Of the 93 mines in the Indian state of Goa, 90 are iron ore producers and all of them have been force to halt operations after a government-backed inquiry said they were illegal and didn’t have the basic environmental permits to operate.
The investigation, led by retired judge MB Shah, had cost more than $6 billion in five years, according to Hindustan Times.
Local authorities ordered all mines to fold up on Tuesday, but they said companies with suitable documentation would be allowed to restart soon.
The measure comes after the Justice MB Shah Commission report, which was tabled in parliament on Friday, said illegal mining was spread over 500 hectares, from which “several hundred acres” was forest and government-owned land.

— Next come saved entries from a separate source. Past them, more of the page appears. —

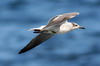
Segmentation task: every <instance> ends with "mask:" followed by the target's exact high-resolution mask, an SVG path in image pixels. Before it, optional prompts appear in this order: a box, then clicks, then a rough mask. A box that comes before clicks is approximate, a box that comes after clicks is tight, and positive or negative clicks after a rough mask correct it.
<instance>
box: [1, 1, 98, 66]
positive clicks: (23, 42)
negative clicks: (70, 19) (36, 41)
mask: <svg viewBox="0 0 100 66" xmlns="http://www.w3.org/2000/svg"><path fill="white" fill-rule="evenodd" d="M68 12H80V15H78V16H76V17H75V18H73V19H71V20H69V21H71V22H76V23H78V24H80V25H82V26H85V27H86V30H80V29H78V30H74V31H72V32H70V33H67V34H63V35H55V36H53V37H52V38H51V39H49V40H48V41H46V42H44V43H42V44H41V45H39V46H37V47H36V48H34V49H32V50H30V51H28V52H26V53H24V54H20V55H19V54H18V52H19V51H20V50H21V49H22V48H23V47H24V46H25V45H27V43H28V42H29V41H30V40H31V39H32V38H33V37H35V36H36V35H37V34H33V32H30V31H27V30H28V29H30V28H33V27H40V26H41V25H45V24H47V21H48V20H49V19H50V18H51V17H53V16H55V15H59V14H63V13H68ZM0 66H100V0H0Z"/></svg>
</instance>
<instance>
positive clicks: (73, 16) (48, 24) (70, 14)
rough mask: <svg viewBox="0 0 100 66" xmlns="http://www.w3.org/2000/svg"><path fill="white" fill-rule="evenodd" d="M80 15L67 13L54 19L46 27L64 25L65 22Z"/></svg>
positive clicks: (73, 12)
mask: <svg viewBox="0 0 100 66" xmlns="http://www.w3.org/2000/svg"><path fill="white" fill-rule="evenodd" d="M78 14H79V13H78V12H72V13H65V14H61V15H58V16H55V17H53V18H52V19H50V21H49V23H48V25H47V26H46V27H49V26H53V25H56V24H62V23H63V22H64V21H66V20H68V19H71V18H73V17H75V16H76V15H78Z"/></svg>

According to the report, authorities and mining companies alike have looted natural resources and facilitated an "unrestricted, unchecked and unregulated export of iron ore to China", which made the exporters of ore "richer and richer".
Despite being the world’s third exporter of iron ore, India’s sector has not taken off as much as it could as iron ore producers have been rocked by illegal mining accusations.
A ban on iron ore mining was imposed in the southern state of Karnataka last year, while in Goa many licences have been cancelled.
In June a scathing report by Human Rights Watch deemed India's 2,600 mines "out of control" and pointed out "pervasive lawlessness in India’s scandal-ridden mining industry" and the collapse in enforcement of laws to protect local communities.